En réponse à la surveillance accrue de l'administration Biden sur l'industrie de la cryptographie, Custodia Bank, une institution financière notable basée dans le Wyoming qui s'adresse aux entreprises de cryptographie, a récemment subi une restructuration importante.
Comme signalé Selon FOX Business jeudi, Custodia Bank a pris la décision de licencier neuf de ses 36 employés, une mesure visant à conserver son capital au milieu de batailles juridiques croissantes avec la Réserve fédérale (Fed).
Impact de l'opération Chokepoint 2.0
Selon le rapport, le cœur des défis actuels de Custodia Bank réside dans sa quête d'obtenir une compte principalune passerelle permettant aux banques agréées par l'État d'accéder aux facilités de liquidité et aux services de paiement de la Réserve fédérale.
Sans ce compte, les banques comme Custodia, favorables aux crypto-monnaies, sont obligées d'effectuer des transactions via des institutions intermédiaires, ce qui entraîne des coûts élevés dans le processus.
Parallèlement, les organismes de réglementation ont mis en garde les banques conventionnelles contre toute association avec des entités d'actifs numériques, invoquant des inquiétudes concernant les risques présumés posés par le prix du secteur des crypto-monnaies. volatilité et « l’ambiguïté réglementaire au niveau fédéral ».
Custodia Bank, bien que de taille modeste, remplit un rôle clé en étendant les services bancaires aux entreprises qui ont rencontré des difficultés pour obtenir des services financiers ailleurs.
La banque attribue les récents licenciements à ce qu'elle appelle l'« Opération Chokepoint 2.0 » du gouvernement fédéral, un concept qui gagne du terrain dans l'industrie de la cryptographie au cours des dernières années.

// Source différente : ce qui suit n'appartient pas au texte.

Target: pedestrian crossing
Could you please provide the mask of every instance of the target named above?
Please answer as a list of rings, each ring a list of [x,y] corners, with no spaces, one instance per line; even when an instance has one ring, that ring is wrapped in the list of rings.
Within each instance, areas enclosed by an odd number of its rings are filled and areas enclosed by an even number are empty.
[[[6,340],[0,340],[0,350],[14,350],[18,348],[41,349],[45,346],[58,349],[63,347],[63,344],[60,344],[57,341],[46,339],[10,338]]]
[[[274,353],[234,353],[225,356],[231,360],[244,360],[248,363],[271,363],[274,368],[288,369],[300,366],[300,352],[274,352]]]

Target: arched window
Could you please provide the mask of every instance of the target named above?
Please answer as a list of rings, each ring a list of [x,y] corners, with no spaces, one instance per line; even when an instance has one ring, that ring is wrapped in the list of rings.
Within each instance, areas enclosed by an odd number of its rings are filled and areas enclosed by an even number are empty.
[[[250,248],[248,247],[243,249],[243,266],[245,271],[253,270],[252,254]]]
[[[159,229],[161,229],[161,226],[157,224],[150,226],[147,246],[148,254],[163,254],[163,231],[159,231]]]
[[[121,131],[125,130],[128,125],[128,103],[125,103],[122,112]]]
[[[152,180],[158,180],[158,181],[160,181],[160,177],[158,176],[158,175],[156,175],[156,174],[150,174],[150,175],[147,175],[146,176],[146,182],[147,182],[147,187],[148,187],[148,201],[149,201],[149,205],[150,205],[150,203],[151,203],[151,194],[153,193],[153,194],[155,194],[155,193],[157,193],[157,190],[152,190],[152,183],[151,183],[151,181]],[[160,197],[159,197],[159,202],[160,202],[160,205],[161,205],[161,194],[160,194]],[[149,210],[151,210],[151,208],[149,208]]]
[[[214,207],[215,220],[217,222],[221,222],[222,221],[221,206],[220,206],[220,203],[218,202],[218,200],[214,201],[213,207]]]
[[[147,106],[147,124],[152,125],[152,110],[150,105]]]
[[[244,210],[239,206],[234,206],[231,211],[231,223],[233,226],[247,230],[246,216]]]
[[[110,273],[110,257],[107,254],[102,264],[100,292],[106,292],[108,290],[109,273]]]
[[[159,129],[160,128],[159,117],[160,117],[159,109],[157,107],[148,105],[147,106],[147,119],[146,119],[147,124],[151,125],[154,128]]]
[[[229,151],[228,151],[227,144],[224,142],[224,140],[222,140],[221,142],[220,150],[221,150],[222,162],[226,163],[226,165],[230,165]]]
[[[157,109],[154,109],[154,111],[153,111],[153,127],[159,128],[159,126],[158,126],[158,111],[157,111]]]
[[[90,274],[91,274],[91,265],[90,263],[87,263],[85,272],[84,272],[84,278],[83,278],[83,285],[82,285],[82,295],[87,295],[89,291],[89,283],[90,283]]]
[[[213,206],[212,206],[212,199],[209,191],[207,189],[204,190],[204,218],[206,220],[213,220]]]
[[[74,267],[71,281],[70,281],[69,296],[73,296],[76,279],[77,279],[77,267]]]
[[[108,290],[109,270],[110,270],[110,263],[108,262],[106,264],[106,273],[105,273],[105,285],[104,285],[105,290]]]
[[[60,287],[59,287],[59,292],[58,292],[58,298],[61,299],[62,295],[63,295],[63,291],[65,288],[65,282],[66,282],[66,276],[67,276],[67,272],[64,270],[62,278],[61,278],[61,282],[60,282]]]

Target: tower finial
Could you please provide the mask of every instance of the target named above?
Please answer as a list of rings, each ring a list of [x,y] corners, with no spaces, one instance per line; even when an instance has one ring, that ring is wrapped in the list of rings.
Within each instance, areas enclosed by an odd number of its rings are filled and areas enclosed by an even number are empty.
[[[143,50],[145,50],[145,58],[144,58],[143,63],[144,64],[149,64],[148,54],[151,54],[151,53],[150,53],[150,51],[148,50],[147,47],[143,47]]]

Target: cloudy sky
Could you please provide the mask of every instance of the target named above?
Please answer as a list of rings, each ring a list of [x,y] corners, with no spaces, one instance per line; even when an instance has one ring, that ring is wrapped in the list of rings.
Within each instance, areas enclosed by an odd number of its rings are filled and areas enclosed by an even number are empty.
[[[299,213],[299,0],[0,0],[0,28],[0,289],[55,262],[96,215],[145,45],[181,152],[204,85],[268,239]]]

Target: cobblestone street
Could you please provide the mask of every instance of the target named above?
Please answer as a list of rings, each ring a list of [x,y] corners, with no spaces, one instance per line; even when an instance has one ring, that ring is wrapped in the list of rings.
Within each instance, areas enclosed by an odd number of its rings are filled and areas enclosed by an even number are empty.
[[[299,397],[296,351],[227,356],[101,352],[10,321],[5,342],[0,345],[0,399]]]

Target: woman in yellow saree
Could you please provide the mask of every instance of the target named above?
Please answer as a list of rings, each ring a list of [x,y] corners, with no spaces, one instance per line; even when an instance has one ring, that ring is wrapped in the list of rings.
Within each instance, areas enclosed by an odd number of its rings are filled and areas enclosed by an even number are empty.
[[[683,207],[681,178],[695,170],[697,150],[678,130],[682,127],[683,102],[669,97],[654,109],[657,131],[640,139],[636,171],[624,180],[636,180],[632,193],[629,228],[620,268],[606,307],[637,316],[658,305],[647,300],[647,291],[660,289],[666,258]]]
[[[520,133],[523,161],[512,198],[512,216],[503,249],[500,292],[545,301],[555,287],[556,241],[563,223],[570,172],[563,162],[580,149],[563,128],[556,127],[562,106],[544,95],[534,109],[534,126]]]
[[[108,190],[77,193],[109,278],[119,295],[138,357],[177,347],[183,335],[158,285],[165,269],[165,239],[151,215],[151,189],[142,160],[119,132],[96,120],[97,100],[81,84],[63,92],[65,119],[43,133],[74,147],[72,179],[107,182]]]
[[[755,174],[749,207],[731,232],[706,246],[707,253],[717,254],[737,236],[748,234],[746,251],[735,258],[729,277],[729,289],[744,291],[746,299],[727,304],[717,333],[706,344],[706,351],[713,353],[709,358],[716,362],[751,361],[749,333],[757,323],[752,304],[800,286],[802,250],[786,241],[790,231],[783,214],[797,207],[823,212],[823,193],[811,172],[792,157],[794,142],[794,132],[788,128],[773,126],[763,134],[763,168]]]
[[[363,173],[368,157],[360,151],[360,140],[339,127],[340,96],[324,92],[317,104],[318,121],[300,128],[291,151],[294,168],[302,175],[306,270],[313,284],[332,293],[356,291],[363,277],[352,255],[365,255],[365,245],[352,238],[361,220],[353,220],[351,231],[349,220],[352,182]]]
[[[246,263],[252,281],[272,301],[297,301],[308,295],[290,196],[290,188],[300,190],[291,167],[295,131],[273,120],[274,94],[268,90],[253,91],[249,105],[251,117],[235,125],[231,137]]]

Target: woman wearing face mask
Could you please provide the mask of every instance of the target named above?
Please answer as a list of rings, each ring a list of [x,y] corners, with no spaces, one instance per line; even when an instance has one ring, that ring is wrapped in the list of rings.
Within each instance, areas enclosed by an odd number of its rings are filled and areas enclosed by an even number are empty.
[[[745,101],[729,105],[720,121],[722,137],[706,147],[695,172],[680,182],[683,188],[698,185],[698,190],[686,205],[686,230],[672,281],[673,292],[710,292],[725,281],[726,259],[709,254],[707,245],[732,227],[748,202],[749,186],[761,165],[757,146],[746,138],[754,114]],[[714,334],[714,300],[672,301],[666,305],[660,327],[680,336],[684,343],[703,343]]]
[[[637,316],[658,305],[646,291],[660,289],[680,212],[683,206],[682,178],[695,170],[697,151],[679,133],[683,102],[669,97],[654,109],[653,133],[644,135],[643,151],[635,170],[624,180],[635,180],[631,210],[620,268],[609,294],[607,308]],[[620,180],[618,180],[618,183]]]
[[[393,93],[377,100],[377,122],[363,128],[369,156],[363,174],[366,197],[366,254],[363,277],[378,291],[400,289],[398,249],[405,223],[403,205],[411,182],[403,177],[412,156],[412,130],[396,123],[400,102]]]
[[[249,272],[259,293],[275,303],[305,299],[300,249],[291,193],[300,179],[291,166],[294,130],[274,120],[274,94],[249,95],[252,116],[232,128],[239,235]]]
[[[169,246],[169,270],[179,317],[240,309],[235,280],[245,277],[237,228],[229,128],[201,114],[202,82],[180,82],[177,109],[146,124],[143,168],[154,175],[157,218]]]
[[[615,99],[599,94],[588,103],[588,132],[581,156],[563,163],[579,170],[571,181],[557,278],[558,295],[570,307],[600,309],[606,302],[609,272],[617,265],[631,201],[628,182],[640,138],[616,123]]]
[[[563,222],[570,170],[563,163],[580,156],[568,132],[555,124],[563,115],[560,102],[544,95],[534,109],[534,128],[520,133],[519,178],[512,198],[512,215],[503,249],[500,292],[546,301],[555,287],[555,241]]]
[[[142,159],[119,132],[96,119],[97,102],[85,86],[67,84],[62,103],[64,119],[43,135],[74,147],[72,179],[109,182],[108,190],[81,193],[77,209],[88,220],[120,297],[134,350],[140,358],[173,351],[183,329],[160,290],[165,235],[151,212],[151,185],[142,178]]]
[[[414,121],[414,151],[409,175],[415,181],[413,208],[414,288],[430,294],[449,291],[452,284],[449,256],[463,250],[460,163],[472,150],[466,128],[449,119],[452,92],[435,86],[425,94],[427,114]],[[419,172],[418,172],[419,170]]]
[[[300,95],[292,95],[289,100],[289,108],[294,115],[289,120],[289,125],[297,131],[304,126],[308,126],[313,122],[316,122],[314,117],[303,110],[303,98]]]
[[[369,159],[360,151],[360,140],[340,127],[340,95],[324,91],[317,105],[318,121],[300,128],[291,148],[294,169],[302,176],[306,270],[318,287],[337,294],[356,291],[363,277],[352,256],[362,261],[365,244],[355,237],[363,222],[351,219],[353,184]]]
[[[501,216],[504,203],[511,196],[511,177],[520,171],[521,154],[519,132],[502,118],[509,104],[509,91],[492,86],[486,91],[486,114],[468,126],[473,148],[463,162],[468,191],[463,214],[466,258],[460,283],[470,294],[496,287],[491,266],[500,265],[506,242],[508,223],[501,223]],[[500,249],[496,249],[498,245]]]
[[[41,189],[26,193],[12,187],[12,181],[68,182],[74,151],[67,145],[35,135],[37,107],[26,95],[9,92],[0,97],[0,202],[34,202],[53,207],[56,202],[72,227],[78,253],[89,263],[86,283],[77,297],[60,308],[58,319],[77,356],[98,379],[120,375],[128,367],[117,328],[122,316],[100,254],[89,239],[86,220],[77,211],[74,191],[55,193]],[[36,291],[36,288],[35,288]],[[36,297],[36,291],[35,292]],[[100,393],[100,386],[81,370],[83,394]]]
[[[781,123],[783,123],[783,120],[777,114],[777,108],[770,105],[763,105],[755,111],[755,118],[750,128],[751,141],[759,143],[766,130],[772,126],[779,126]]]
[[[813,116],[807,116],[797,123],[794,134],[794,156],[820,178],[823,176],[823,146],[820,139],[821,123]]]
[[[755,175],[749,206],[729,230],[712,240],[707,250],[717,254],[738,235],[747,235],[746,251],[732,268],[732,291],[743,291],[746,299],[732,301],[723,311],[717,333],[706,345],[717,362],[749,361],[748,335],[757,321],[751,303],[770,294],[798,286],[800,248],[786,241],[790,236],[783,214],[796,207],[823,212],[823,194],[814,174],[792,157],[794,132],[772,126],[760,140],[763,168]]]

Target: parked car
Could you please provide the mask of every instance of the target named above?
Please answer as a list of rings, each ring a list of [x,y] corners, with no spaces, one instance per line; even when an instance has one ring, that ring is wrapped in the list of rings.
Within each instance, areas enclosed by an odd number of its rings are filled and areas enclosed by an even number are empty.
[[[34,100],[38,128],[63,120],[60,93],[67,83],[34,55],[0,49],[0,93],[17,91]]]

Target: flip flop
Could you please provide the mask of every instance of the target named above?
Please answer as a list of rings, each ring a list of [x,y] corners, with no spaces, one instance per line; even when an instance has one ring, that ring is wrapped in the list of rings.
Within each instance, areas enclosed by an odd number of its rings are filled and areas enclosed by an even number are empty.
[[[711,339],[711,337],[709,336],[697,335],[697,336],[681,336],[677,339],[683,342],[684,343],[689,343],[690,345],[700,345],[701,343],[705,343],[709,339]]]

Cette phrase, qui rappelle l’époque d’Obama «Opération ChokePoint”, symbolise ce que Custodia perçoit comme un effort coordonné de l’administration actuelle pour isoler l’industrie du paysage financier plus large.
L'industrie de la crypto-monnaie confrontée à des turbulences électorales
Caitlin Longfondatrice et PDG de Custodia Bank, a fait part de ses sentiments sur la question, soulignant l'impact néfaste de « l'opération Choke Point 2.0 » sur le secteur légal de la cryptographie aux États-Unis.
Long a souligné l'engagement de la banque à redimensionner ses opérations pour faire face aux défis actuels et préserver ses ressources jusqu'à ce qu'une résolution soit trouvée dans la bataille juridique en cours ou jusqu'à ce que l'environnement réglementaire évolue favorablement.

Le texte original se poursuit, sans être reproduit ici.